Even if economic growth were miraculously to resume tomorrow, Russia
would need decades to regain what it has lost in the nineties, and
nothing can retrieve the millions of lives already cut short by the
“transition.” Indeed, as a careful statistical study by Professor
Stephen Shenfield of Brown University shows, an even greater and
possibly inescapable economic and social disaster is rapidly
approaching.

Why call this “reform,” as does virtually every US commentator?
Certainly, very few Russians any longer do, except to curse Yeltsin and
his policies, especially those long and zealously promoted by the
Clinton Administration.
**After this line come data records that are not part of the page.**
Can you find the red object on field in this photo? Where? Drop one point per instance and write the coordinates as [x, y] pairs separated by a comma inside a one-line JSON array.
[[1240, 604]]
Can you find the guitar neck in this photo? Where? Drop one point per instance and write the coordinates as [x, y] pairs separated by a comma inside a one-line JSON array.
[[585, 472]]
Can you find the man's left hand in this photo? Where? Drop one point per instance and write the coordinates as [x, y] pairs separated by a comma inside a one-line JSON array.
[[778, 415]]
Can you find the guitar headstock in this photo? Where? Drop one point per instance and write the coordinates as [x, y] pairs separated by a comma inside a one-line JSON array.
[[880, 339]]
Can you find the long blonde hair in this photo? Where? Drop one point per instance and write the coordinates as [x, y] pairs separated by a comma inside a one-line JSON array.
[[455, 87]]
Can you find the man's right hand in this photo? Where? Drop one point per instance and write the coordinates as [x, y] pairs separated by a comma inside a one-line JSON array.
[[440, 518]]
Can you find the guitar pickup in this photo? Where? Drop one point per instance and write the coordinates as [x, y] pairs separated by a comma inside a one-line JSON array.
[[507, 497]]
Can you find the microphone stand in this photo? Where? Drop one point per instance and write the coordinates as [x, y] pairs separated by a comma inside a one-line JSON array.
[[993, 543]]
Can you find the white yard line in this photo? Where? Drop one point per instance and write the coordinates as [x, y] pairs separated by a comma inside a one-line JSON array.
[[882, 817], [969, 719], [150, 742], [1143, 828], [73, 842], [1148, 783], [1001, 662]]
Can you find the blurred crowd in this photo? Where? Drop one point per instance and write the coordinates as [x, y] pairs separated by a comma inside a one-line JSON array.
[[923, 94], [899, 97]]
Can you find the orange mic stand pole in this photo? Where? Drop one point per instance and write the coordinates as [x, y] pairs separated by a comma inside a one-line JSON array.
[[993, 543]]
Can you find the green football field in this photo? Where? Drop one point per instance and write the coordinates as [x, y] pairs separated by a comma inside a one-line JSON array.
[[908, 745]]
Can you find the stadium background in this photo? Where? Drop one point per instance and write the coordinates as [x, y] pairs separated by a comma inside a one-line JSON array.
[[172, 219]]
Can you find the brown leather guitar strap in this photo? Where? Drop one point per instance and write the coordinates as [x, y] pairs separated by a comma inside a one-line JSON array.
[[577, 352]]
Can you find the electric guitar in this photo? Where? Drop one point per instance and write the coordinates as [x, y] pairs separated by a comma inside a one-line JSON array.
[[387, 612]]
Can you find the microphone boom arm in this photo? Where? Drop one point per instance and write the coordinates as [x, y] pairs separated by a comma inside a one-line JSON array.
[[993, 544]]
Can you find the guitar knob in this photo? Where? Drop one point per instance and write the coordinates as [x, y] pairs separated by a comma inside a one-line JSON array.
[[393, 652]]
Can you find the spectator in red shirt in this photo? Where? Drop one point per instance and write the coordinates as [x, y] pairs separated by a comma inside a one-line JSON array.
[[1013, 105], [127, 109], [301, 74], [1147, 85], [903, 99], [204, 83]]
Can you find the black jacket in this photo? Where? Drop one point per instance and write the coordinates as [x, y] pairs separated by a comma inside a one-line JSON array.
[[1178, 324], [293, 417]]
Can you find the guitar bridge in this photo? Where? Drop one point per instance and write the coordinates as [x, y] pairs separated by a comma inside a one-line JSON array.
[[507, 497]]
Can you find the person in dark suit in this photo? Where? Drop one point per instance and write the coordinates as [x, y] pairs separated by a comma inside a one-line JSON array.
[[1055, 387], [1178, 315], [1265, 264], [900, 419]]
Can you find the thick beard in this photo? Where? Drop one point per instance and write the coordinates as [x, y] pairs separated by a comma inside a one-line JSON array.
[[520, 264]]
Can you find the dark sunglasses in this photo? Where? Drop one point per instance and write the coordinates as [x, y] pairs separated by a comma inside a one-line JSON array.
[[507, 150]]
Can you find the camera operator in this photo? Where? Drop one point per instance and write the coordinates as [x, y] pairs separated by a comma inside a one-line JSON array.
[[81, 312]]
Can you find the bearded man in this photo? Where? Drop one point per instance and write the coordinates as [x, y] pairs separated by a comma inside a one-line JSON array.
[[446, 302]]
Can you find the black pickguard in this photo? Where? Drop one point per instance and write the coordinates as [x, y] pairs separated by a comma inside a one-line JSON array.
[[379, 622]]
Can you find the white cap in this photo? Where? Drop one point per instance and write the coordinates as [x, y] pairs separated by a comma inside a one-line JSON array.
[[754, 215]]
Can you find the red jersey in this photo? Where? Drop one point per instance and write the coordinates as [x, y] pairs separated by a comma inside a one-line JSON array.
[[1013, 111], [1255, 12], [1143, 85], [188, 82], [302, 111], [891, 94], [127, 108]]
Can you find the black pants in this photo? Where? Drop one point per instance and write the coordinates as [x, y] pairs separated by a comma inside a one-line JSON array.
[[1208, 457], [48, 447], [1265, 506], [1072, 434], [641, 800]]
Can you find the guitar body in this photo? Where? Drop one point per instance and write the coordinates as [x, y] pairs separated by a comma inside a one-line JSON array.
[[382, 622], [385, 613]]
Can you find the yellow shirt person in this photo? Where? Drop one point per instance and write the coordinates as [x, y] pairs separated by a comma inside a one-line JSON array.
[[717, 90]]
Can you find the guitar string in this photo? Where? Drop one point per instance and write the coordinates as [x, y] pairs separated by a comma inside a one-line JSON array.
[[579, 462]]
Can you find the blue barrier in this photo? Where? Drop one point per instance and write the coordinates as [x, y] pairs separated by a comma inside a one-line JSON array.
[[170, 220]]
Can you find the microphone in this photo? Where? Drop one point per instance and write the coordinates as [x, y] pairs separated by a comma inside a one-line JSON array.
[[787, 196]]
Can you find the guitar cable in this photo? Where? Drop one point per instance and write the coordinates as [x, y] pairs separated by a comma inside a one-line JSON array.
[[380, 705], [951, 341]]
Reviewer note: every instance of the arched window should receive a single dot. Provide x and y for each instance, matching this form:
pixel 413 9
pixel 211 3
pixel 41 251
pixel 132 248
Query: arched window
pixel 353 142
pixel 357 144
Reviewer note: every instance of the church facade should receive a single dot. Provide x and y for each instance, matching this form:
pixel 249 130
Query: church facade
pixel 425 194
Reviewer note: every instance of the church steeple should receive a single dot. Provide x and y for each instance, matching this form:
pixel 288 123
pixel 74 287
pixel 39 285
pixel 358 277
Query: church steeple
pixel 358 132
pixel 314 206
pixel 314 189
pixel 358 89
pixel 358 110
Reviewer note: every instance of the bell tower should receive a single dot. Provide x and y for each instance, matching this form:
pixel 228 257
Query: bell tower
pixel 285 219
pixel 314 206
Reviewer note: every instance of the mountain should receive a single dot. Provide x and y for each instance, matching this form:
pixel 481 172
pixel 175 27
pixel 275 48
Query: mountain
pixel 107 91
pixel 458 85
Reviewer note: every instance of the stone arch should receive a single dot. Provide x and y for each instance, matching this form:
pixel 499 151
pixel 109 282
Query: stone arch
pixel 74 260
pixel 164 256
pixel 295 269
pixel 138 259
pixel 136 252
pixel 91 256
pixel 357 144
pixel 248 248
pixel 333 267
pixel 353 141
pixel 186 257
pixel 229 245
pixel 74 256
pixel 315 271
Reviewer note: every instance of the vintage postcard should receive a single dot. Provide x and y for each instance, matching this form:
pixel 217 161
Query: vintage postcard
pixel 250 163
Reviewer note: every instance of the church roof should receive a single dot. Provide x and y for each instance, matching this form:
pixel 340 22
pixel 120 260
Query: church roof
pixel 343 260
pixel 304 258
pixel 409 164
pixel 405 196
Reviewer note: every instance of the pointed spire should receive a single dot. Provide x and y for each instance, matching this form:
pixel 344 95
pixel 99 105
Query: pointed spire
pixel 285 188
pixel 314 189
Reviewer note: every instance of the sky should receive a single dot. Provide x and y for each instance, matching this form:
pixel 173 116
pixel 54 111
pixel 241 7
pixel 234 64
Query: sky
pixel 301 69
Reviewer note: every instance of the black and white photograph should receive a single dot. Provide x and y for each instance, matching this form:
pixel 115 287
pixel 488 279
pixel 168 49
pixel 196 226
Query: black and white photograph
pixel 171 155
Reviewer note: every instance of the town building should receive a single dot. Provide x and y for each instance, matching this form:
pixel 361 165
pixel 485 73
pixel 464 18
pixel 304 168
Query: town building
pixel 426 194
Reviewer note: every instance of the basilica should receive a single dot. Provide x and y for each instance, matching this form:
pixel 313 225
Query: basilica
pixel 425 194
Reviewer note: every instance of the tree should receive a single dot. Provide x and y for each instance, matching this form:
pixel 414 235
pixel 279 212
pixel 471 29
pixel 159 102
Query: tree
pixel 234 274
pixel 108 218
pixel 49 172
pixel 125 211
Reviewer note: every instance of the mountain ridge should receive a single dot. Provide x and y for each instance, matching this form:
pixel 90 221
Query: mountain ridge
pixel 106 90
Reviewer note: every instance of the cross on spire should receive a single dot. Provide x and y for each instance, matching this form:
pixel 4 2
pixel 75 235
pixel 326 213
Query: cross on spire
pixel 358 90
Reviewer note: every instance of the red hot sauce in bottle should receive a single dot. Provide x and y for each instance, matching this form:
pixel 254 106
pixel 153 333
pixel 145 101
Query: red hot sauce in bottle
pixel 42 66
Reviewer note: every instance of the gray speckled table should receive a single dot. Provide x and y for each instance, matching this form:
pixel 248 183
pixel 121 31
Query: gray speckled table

Russian economists and politicians across the
spectrum are now desperately trying to formulate alternative economic
policies that might save their nation—ones more akin to Franklin
Roosevelt’s New Deal than to the “neoliberal” monetarist orthodoxies of
the State and Treasury departments, the IMF, World Bank and legions of
Western advisers, which have done so much to abet Russia’s calamity.
But when President Clinton goes to Moscow in early September, he will no
doubt tell Yeltsin publicly, as he often has done in the past and Vice
President Gore did when he visited in July, “Stay the course!” For many
Russians, it will mean that America welcomes what has happened to their
country and does not care about their ruined lives.